No vamos a discutir aquí si es que Nietzsche realizo o no una profunda lectura de Hegel, pero sí podemos afirmar que evidentemente Nietzsche estuvo de acuerdo en muchas cosas con él. Si consideramos el caso específico de la relación entre espíritu subjetivo y espíritu objetivo, entonces podremos llegar a una conclusión que de alguna manera reconozca que Nietzsche también logra apreciar dicha contradicción, inconmensurable en su totalidad. Principalmente debido a que el debate de lo animal versus lo racional sí está presente en Nietzsche, y fuertemente. Dicho de otro modo el problema puntual que tiene Nietzsche con la filosofía hegeliana, en este punto específico (que por muy específico que sea, es también un punto clave en tal pensamiento), corresponde justamente a la reconciliación. Para Nietzsche, no será la mejor forma de superar la contradicción; de hecho corresponderá mucho mas a un huir de su inconmensurabilidad que un enfrentar las cosas como se manifiestan, es decir contradictoria y paradójicamente.
“The reconciliation achieved by willing remains subjective for Nietzsche because it cannot affirm the impermanence of the world. The noble, unlike the decadent, is able to affirm her own thoughts and values, and to the extent that she is able to realize them through her willing, she is able to bring into being a world in wich she is at home. But any such world that is brought into being must ultimately suffer the destruction of becoming, which the noble is no more able than the decadent to affirm. The noble´s commitment to the establishment of a world based on her own thoughts and values thus represents not reconciliation with, but a flight from, the necessity of the impermanence of any worldly establishments. The affirmation of impermanence, and thus a genuine reconciliation with the world, requires the subject to achieve a tragic rather than a noble stance.”
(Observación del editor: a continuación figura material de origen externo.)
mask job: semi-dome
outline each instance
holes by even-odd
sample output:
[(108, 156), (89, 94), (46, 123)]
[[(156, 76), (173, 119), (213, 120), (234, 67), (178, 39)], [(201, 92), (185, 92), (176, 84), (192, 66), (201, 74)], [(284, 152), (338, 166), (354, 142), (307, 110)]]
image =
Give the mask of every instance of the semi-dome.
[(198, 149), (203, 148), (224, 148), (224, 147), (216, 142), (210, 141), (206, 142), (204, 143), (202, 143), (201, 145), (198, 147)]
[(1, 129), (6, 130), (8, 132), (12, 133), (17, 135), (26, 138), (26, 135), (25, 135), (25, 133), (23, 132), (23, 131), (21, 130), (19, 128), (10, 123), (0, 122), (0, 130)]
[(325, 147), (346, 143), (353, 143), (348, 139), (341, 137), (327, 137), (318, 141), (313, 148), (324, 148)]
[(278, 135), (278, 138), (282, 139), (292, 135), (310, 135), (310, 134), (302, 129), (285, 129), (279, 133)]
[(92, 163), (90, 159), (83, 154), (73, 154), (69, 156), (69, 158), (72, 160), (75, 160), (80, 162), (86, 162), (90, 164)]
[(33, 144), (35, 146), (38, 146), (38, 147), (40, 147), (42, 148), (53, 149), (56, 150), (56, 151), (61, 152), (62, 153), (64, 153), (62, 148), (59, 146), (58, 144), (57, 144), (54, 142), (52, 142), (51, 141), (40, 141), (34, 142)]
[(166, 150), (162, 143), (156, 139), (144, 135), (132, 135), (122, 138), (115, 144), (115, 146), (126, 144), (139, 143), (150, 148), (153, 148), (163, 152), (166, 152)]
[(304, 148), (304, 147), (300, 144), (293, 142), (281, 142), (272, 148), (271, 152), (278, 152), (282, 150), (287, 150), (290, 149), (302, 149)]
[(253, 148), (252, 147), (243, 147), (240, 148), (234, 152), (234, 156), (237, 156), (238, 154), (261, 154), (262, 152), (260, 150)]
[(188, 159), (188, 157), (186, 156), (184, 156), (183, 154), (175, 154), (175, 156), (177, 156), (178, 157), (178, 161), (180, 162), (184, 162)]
Dicha cita, bastante elocuente, nos debe dejar en claro, que la imposibilidad de la aceptación de la impermanencia lleva a Hegel a escapar de aquello que había que enfrentar. La reconciliación es precisamente eso, un escape, una pretensión de que ese arrimarse al saber absoluto pueda garantizar la existencia de dicha síntesis. Entonces queda preguntarnos ¿Por qué cree Nietzsche que esta reconciliación pertenece a la moral de la compasión? La respuesta es simple.
Ambas situaciones se asemejan en lo que Nietzsche consideraba vital para no ser parte de la moral de la compasión. Esto recae evidentemente en el hecho de decir `sí´ o `no´ al mundo. Aunque suene extraño, puesto de esa manera, la casta sacerdotal en la genealogía de la moral, es considerada la mayor forma de renegar del mundo y del ser humano. De la misma manera el que reniega primero de sí, reafirmando la diferencia con el noble en calidad de subyugado ; es otra forma mas que hay para decirle que `no´ a la vida y a uno mismo. En contraste los nobles, que afirmando su nobleza, su aristocratía, se decían que `si´ a ellos mismos al identificarse con lo que realmente es. La reconciliación pretende escapar de la realidad, al intentar, constantemente en el tiempo, renegar de algo que es innegable en su totalidad. Debido a que la impermanencia es real, y Hegel si bien no reniega de la impermanencia, ya que incluso la postula, sino que peor aún, planifica escapes de ella sin pensar en lo descubierto acerca de la propia permanente impermanencia; Hegel más que pensar en escapar de ella debería haber pensado en cómo se vive con ella. Ya que lo más extraño es verla y vivir fingiendo que no existe.